27 August 2017
The medieval cartulary behind a ghost story
A medievalist's mind can be bizarre to behold. If you had been drudging through a cartulary — a collection of charters copied into a single volume — for the last month, what would you choose to publish:
(a) its complete text, as the last word on the matter;
(b) a simpler calendar, as a guide to its contents;
(c) a ghost story?
If your name is M.R. James, the correct answer is the last one!
M.R. James (1862–1936) is esteemed for his many catalogues of medieval manuscripts (for collections at Cambridge, Lambeth Palace and elsewhere) and as a scholar on the history of libraries and apocryphal literature. In popular culture, he is far more famous for his ghost stories. A new hardback edition of his Collected Ghost Stories has just appeared, with a critical text and notes. The book’s editor, Darryl Jones, suggests that it was precisely James’ training that allowed him to write such brilliant stories. His detailed knowledge brings to life some of the most magical places that we see every day: churches, libraries, even trains.
The plot of James’ Casting the Runes, first published in 1911, turns on the consequences of the main character consulting a manuscript in the Students’ Room at the British Museum, opened in 1885 as a separate reading room for the Department of Manuscripts. He is stalked by a bitter academic whose paper he has just rejected for publication. The book is Harley MS 3586, which contains cartularies of Battle Abbey and Wormsley Priory, bound together after they entered the Harley collection along with some letters addressed to Edward Harley. One would usually think of this as the most innocuous of objects, and at first glance the pivotal scene has nothing sinister about it; but the main character’s life has just been put at stake:
It was in a somewhat pensive frame of mind that Mr Dunning passed on the following day into the Select Manuscript Room of the British Museum, and filled up tickets for Harley 3586, and some other volumes. After a few minutes they were brought to him, and he was settling the one he wanted first upon the desk, when he thought he heard his own name whispered behind him. He turned round hastily, and in doing so, brushed his little portfolio of loose papers on to the floor. He saw no one he recognized except one of the staff in charge of the room, who nodded to him, and he proceeded to pick up his papers. He thought he had them all, and was turning to begin work, when a stout gentleman at the table behind him, who was just rising to leave, and had collected his own belongings, touched him on the shoulder, saying, ‘May I give you this? I think it should be yours,’ and handed him a missing quire.
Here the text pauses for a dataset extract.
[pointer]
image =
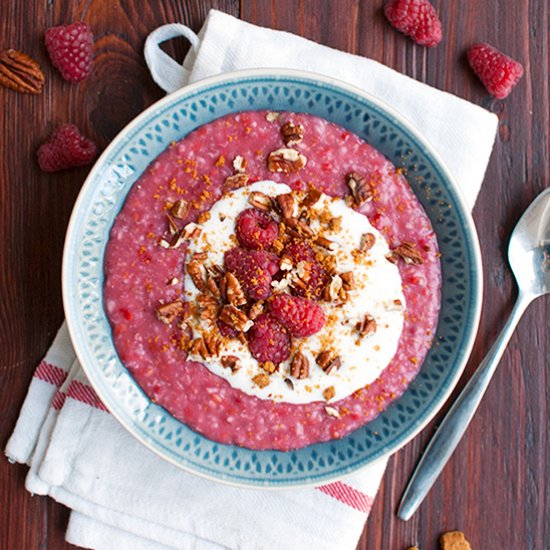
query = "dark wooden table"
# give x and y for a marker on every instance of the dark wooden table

The choice of Harley MS 3586 does not seem to be random: in the manuscript of the work (Egerton MS 3141, f. 13r), he first started writing ‘30’ and changed his mind. A surprising amount of commentary has been written on why James used this particular manuscript. Jones suggests that it might have had something to do with the 1676 letter to Harley from Thomas Goad, whom James might have mixed up with the antiquary by the same name who died in 1638, an antiquarian who, like James, was based at Eton College and later King’s College Cambridge. The most plausible link appears in James’ edition of Walter Map’s De nugis curialium or Courtiers’ Trifles, which uses documents in the Wormsley cartulary relating to the author. Walter’s own work has been considered within the history of ghosts in culture. James is simply inserting himself into the story.
The British Museum's curators were so delighted by James’ story that, in November 1936, they purchased the autograph manuscript of the tale in his memory, now Egerton MS 3141. The story has since been adapted in film (Night of the Demon, 1957) and multiple times for television and radio.
M.R. James wasn’t the only writer to exploit the possibilities of the reading room as a setting for a thriller. John Rowland’s Murder in the Museum (1938), which the British Library republished last year, centres on the death of a scholar of Elizabethan drama. Dorothy Sayers, author of the Lord Peter Wimsey stories, expressed the contemporary appreciation for the Library in a letter to her mother dated 8 November 1921: ‘I spend all my time reading or writing crimes in the Museum. Nice life, isn’t it?’